Buddy, Can You Spare a Dime?


Presently 1 in 6 Americans live below the poverty line. At the hight of the Great Depression 1 in 4 were unemployed. No one knows if the world has seen the bottom of the current recession. There are billions of helpless people hoping for the best and expecting the worst. When one lives in paradise one tends to forget about the fear and the suffering that has overtaken so many in America. This article is about three families I have known for decades and what confronts them for perhaps the rest of their lives.

All the characters in my tale are in their late sixties or early seventies. All are, how shall we say, well bred and well educated. All are from upper-middle class backgrounds with doctors, lawyers and Indian chiefs as parents. All were doing splendidly until 2008. All are currently living on social security, having spent their retirement money to ride out an economic maelstrom that lasted a little too long and consumed their homes in the process. Their situations have oddly brought them to the stark realization that they are destitute at about the same time. I have been the sad witness to it all. They are some of my closest friends. As my Argentinean friend described the economic collapse in his country - the rubber band stretched and stretched until one morning it snapped. Just like that  millions or people were in deep trouble with nowhere to turn. So it is with my friends. For the most part they have exhausted every source of assistance. They are confronted by years of old age and poverty. For them there will be no years of rest. I am so sad for my friends. It is a horrible reality I had never considered, since I was distant from the poor, living among the well-to-do in paradise.

The plight of my friends has smacked me in the face with the reality that we live in uncertain times, and but for fate I could be in a similar situation. I still could lose everything if there is an economic collapse in this country. I somehow side-stepped the stock market declines of 2000 and 2008. I was too risk-adverse to speculate in the housing bubble. I am lucky I guess.

I have Ivy League friends who are stockpiling sealed food stores and purchasing weapons and lots of ammunition. It seems all my "wise" friends have already purchased gold and silver in what they feel are sufficient quantities to ride out the worst, whatever that is.

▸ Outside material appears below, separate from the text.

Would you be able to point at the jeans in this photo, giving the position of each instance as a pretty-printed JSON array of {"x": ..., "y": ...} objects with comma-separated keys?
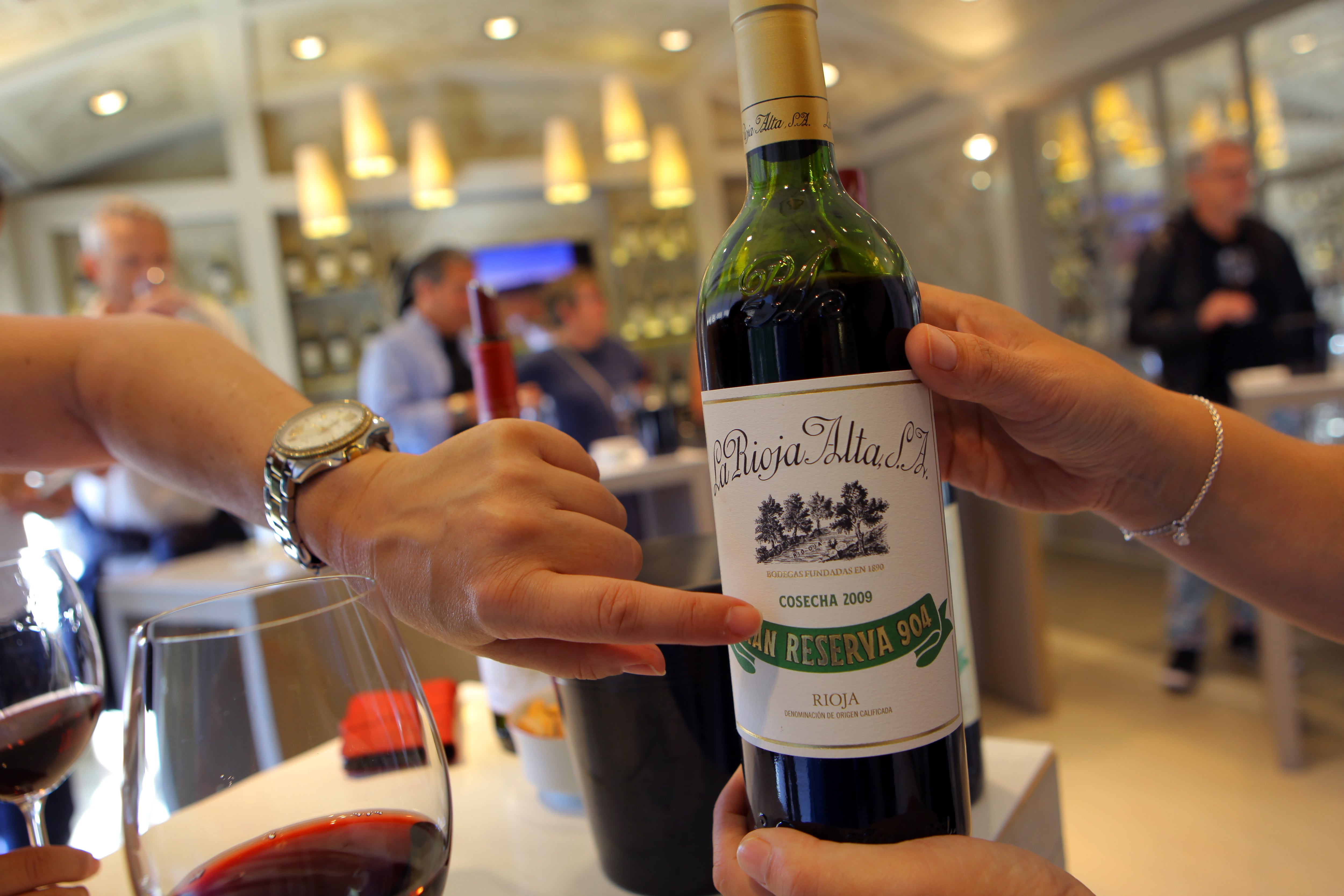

My friends are now looking for jobs, any jobs, anything to earn money to pay the rent and buy food. My friends tell me about the dehumanizing experience of applying for jobs on-line, which is how it's done these days. It is well known that as a worker gets older it becomes more difficult to compete with younger workers. My friends are well aware that someone in their late sixties or early seventies applying for even entry level jobs faces a challenge. Why would an employer, in today's labor market, hire an old person?

The friends I am writing about have all hit the wall of realization at about the same time. They all realize that they are economically stranded but they are all still trying to deny it. Their new futures are so far away from their expectations that they are having a difficult time grasping the true meaning of desperation.

If my friends were the only ones facing a bleak old age there would be a good chance that they would be able to find a way back to some semblance of economic stability. But there are over 40 million Americans currently living below the poverty line. My friends have become part of a frightening statistic that may or may not become even worse. No one knows at this point in what is still being called a recession by both Democrat and Republican politicians and the media. Most likely those 40 plus million Americans, unable to make ends meet, have a different name for what they are experiencing.

Good luck to us all, especially my dear friends in their time if disillusionment with the American way.

Perhaps being an ideological anything is counterproductive if our divisions force our government to remain inactive. Let's all find a way to make America once again financially secure so my friends can go to bed tonight without fears of what tomorrow may bring.